Doch Köhler ignoriert die Kulisse. Konzentriert hört sie UNICEF-Geschäftsführerin Regina Stachelhaus und Universitätsprofessor Hans Bertram zu, nickt beifällig, lächelt und ergreift dann selbst das Wort. Energie, Interesse und Stärke soll ihre Haltung wohl signalisieren. Wer ihr vor kurzem noch vorgeworfen hatte, zu langsam oder zu wenig präsent zu sein, soll offenbar eines Besseren belehrt werden.
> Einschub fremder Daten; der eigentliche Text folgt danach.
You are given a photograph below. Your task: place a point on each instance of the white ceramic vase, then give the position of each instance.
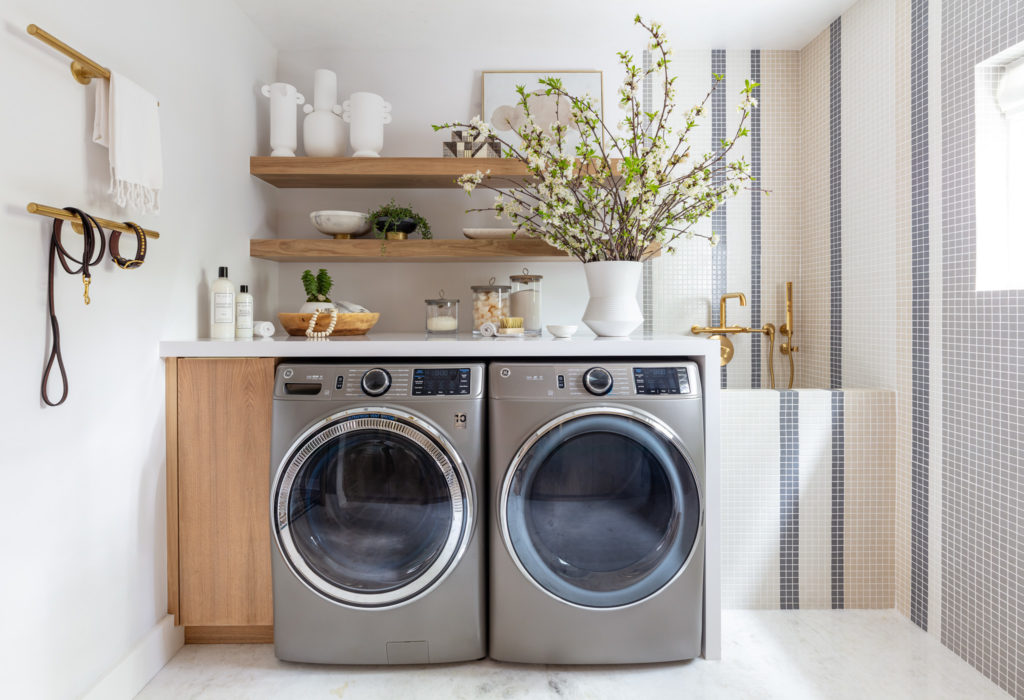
(323, 129)
(367, 114)
(612, 309)
(284, 124)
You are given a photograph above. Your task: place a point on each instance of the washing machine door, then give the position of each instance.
(601, 508)
(372, 508)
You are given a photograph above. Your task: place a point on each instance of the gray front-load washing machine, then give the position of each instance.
(596, 479)
(378, 554)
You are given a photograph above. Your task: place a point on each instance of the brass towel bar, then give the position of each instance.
(83, 68)
(54, 213)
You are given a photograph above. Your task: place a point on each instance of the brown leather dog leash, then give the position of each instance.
(90, 257)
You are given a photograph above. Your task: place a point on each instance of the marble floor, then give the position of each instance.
(767, 654)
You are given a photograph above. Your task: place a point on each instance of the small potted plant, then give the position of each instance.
(395, 223)
(317, 288)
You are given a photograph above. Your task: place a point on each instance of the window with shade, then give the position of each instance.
(999, 174)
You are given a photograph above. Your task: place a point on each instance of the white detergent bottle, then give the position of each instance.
(222, 307)
(244, 314)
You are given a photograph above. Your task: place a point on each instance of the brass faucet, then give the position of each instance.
(787, 348)
(722, 332)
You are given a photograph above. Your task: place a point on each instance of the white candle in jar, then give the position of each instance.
(441, 323)
(526, 304)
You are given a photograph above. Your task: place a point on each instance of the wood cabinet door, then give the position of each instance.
(223, 478)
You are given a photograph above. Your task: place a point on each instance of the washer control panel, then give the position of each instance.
(669, 380)
(440, 382)
(325, 382)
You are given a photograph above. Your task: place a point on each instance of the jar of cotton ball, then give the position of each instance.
(526, 301)
(491, 304)
(442, 315)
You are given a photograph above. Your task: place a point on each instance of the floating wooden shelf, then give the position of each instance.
(378, 172)
(373, 250)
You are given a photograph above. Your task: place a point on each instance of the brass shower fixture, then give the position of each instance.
(722, 332)
(787, 348)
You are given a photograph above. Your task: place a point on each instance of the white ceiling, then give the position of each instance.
(534, 25)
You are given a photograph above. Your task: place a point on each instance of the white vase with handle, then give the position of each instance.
(613, 309)
(367, 114)
(284, 121)
(323, 128)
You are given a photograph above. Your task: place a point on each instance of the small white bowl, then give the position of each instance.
(561, 331)
(332, 222)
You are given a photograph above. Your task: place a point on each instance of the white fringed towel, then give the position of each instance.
(127, 122)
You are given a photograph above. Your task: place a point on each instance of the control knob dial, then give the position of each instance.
(597, 381)
(376, 382)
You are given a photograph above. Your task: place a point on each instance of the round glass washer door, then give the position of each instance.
(372, 508)
(601, 508)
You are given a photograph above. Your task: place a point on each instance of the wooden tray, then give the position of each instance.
(348, 323)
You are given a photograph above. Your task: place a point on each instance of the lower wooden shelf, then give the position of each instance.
(373, 250)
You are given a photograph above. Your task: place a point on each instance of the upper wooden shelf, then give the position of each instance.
(377, 172)
(415, 250)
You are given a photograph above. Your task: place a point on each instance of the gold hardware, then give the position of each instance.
(82, 68)
(54, 213)
(728, 349)
(721, 304)
(788, 348)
In ihren Ausführungen lobt die junge Ministerin die Arbeit ihrer Amtsvorgängerin Ursula von der Leyen (CDU), beklagt die Situation von Alleinerziehenden und lobt die Männer, die bei der Elternzeit keine Angst mehr hätten, in "den Weichei-Verdacht" zu geraten. Mehrfach spricht sie davon, "intelligente und kluge" Lösungen für Probleme wie das Betreuungsgeld finden zu wollen.
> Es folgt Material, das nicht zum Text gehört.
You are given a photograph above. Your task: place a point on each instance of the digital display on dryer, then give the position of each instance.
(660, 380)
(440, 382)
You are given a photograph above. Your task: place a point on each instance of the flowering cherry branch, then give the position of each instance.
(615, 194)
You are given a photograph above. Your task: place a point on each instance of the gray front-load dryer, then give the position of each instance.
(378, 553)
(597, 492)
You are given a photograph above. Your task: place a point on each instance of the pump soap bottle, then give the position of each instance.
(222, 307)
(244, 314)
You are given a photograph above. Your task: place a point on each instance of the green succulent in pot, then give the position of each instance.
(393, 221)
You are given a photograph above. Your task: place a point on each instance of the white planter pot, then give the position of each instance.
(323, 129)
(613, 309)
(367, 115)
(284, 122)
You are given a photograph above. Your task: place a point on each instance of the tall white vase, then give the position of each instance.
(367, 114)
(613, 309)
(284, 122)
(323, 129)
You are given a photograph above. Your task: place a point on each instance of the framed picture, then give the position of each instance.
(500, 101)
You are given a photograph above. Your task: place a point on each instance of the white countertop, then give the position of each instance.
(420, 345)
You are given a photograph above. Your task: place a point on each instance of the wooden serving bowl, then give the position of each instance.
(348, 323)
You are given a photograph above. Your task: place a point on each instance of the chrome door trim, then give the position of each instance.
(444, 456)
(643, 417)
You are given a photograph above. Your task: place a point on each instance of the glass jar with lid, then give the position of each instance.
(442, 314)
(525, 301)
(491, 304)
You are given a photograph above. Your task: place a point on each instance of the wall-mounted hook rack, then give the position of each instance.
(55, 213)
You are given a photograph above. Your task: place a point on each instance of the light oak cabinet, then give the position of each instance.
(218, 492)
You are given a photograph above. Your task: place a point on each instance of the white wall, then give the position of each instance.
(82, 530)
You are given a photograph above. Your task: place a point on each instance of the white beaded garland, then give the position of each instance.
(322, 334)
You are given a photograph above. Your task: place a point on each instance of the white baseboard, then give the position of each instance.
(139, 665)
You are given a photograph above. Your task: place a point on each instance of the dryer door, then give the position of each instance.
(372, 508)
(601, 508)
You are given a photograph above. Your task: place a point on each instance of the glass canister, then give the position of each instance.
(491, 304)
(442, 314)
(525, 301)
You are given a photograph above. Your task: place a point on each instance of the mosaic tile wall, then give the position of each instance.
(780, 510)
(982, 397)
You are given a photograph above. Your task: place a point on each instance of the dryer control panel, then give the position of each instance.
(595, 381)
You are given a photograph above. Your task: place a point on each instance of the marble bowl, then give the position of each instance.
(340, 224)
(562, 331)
Dennoch muss sich Köhler unangenehmen Fragen stellen. Wieso sie ihren Nachnamen ändern wolle, wenn sie im Februar heiratet, fragt eine Journalistin. Kein Kommentar. Was sie zum Vorwurf sage, sich zu lange eingearbeitet zu haben? "Eine verwunderliche Kritik." Schließlich die Frage, wie sie den Weggang zweier wichtiger Abteilungsleiter aus dem Familienministerium verschmerze. Köhler sagt, sie sei zufrieden mit den neuen Kandidaten und schiebt schmallippig hinterher: "Sie brauchen sich um die Arbeitsfähigkeit des Ministeriums keine Sorgen zu machen." Da klingt sie weit weniger souverän als zuvor. Eine Frage lässt sie danach noch zu - dann muss die neue Familienministerin weg. Natürlich erst, nachdem Köhler vor einigen Kameras noch Einzel-Interviews gegeben hat.